Which is the death of irony, to be honest. "Collateral Murder" -- the video Manning allegedly uploaded to Wikileaks, who thankfully gave it to the world -- is littered with Bales-ian carnage. Doubtless it would be an ace card in the prosecution's pocket, were it only in the right trial. As a technocultural artifact of Bales' historic massacre, its dead children, gallows humor and complicit military would not be a secret to keep from the people -- which is evidently what America thinks "Collateral Murder" should be -- but admissible evidence condemning a war crime.
Instead, America is arguing that Manning aided a lethal enemy who was buried deep beneath the sea long before his trial even started. By asserting that publicizing, wrongly or rightly, just how American tax dollars are being spent abroad is morally and legally equivalent with suiting up for a nameless enemy, the military's case against Manning has redefined Kafkaesque. Now we'll have to call it Manning-ian, or something.
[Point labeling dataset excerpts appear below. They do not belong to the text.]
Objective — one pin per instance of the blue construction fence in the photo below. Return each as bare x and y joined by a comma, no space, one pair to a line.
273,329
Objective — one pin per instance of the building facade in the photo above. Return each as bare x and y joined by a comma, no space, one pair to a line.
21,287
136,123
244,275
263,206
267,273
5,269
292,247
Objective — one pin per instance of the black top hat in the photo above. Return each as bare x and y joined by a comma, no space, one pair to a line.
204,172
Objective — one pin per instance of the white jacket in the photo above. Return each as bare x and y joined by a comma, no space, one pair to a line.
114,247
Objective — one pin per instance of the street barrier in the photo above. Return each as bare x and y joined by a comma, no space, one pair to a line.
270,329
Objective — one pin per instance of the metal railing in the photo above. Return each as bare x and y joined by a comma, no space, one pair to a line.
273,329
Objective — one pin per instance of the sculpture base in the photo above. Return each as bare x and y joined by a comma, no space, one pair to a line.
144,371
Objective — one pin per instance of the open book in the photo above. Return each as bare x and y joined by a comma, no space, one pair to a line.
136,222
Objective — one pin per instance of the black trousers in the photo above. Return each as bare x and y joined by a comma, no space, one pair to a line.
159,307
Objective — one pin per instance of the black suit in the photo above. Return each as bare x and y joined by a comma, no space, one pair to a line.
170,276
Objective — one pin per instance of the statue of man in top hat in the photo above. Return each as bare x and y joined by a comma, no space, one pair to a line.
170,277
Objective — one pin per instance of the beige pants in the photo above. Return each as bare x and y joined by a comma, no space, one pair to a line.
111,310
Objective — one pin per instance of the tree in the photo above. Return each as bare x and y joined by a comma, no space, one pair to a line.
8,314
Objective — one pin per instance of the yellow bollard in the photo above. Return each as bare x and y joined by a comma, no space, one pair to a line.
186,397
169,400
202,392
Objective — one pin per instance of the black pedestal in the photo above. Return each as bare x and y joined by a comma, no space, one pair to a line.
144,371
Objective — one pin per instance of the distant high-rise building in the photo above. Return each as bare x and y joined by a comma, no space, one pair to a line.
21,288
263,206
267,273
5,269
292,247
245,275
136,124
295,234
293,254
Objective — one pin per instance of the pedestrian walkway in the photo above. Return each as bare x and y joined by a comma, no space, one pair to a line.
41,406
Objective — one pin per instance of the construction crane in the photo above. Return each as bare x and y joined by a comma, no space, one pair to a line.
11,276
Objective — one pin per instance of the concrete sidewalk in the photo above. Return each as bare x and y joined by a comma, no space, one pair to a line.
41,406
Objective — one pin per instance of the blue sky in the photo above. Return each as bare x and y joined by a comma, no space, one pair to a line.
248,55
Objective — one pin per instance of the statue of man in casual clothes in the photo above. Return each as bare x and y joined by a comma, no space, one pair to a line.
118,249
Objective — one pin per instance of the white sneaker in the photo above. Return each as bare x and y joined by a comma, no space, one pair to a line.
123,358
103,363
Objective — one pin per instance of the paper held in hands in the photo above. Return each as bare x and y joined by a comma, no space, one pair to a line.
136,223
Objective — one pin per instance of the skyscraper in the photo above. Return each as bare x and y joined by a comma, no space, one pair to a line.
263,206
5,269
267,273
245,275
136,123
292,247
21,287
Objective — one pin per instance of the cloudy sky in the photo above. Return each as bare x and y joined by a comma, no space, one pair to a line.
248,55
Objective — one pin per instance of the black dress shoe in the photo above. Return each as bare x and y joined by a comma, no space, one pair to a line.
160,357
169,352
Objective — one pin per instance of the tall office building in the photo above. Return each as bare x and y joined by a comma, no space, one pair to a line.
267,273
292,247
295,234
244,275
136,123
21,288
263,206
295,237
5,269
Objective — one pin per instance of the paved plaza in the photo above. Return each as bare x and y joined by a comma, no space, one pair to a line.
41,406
Although his trial is occurring far away from most, one can still experience its existential tremors from afar. Every time one hears the scandalous buzzword "Wikileaks," one can replace it with the more accurate phrase "the public record" and laugh-cry out loud as Captain Joe Morrow tries to make his case against the poor kid. Because, sorry, "Manning's research warned him of enemies' use of the public record" [emphasis obviously added] just doesn't have the same ring to it.
Let's get real: Both the Obama administration and the military it cannot seem to straighten out, pardon the pun, know that Manning is doing the world a favor by taking our bullets for naively outing crooked geochess way above his head. This is why he's loyally backed by another veteran, Daniel Ellsberg -- whose mother and sister were killed during a crash in front of his eyes, and who served revelatory tours in Vietnam, the Pentagon and the RAND Corporation. A veteran whistleblower, Ellsberg opensourced our pointless bloodbaths in Asia, which helped stopped them cold. Now the tragically underestimated people we used to toxically disappear make our Nikes and stuff. We're cool.
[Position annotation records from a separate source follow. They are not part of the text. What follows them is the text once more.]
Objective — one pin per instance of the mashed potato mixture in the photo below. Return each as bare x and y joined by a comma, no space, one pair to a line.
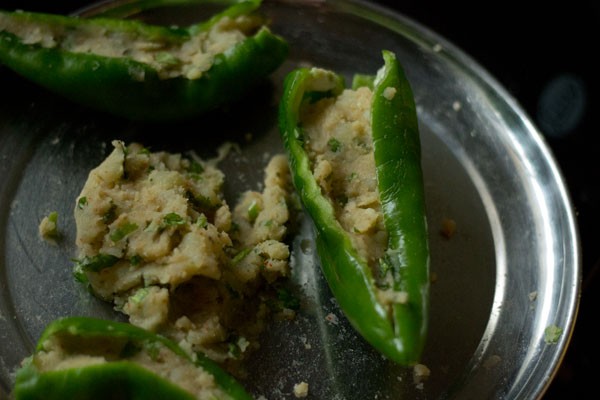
169,53
340,145
158,240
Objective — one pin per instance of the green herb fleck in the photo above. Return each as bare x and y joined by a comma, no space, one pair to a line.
82,202
135,260
110,215
234,350
173,219
95,263
153,350
167,59
196,168
49,226
122,231
202,221
334,145
129,350
241,255
552,333
139,295
287,299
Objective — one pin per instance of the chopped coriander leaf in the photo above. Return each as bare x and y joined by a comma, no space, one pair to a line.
95,263
334,145
122,231
82,202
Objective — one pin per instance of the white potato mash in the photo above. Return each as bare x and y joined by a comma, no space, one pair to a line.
158,240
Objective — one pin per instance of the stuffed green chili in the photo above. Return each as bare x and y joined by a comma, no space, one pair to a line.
355,158
87,358
142,71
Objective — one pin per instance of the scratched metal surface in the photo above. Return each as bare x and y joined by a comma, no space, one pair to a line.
485,167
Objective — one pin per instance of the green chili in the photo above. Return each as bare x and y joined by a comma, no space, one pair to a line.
398,328
144,80
108,360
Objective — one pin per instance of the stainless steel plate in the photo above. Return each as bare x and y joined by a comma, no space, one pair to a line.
511,269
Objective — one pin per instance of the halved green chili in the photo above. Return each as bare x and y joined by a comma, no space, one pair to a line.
109,360
397,329
168,79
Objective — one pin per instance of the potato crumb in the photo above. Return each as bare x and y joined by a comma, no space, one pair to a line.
420,373
332,318
301,389
389,92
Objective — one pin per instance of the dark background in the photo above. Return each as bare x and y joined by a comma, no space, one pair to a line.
545,54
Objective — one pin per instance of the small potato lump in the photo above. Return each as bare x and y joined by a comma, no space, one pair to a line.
157,239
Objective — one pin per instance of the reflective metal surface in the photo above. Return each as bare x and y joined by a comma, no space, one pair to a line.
510,270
For his part, Bradley Manning's perhaps improper but absolutely necessary disclosures have helped wind down our bloated operations abroad. But both our government and its citizenry evidently live in a different time now, one where we can't get the nightly death counts from the '60s on our news this century, despite the fact that we have more "news" and talking heads than ever. And so Manning is no Ellsberg, who was rightly sainted by a body politic sick of intractable quagmires and waste.
Today, we throw vets like Manning in holes. High-profile veterans organizations turn their back on him. Even Amnesty International is too scared to call him a political prisoner, despite the historical record and basic common sense and decency. It seems even yesterday's saints are addicted to today's endless wars.
So as this tale of two trials unwinds, please ask yourself if they have any reason whatsoever to be within shouting distance of each other. The headlines for the military over the last few weeks have been debilitating: More suicides than kills, more rapes than reason, more unnecessary funding in a new normal of increasing economic and environmental destabilization. The last thing it needs is to show the world that it can't tell the difference between a soldier who bravely served his country cold data with an executioner that murdered men, women and children in a cold-blooded fit of First-World rage. We're in a fucking recession, people.
If Bales and Manning both escape the death penalty -- which, to be clear, has no business in something calling itself a civilization, but we can argue about that later -- then the military's warped priorities go on further parade. The headlines this generates will be our only silver linings. Humanists like Manning would argue Bales does not deserve the horrific death he brought upon those whose country he polluted with his perversions of truth, justice and the American way. I would argue that he deserves a horrific life.
But Manning doesn't even belong in the courtroom.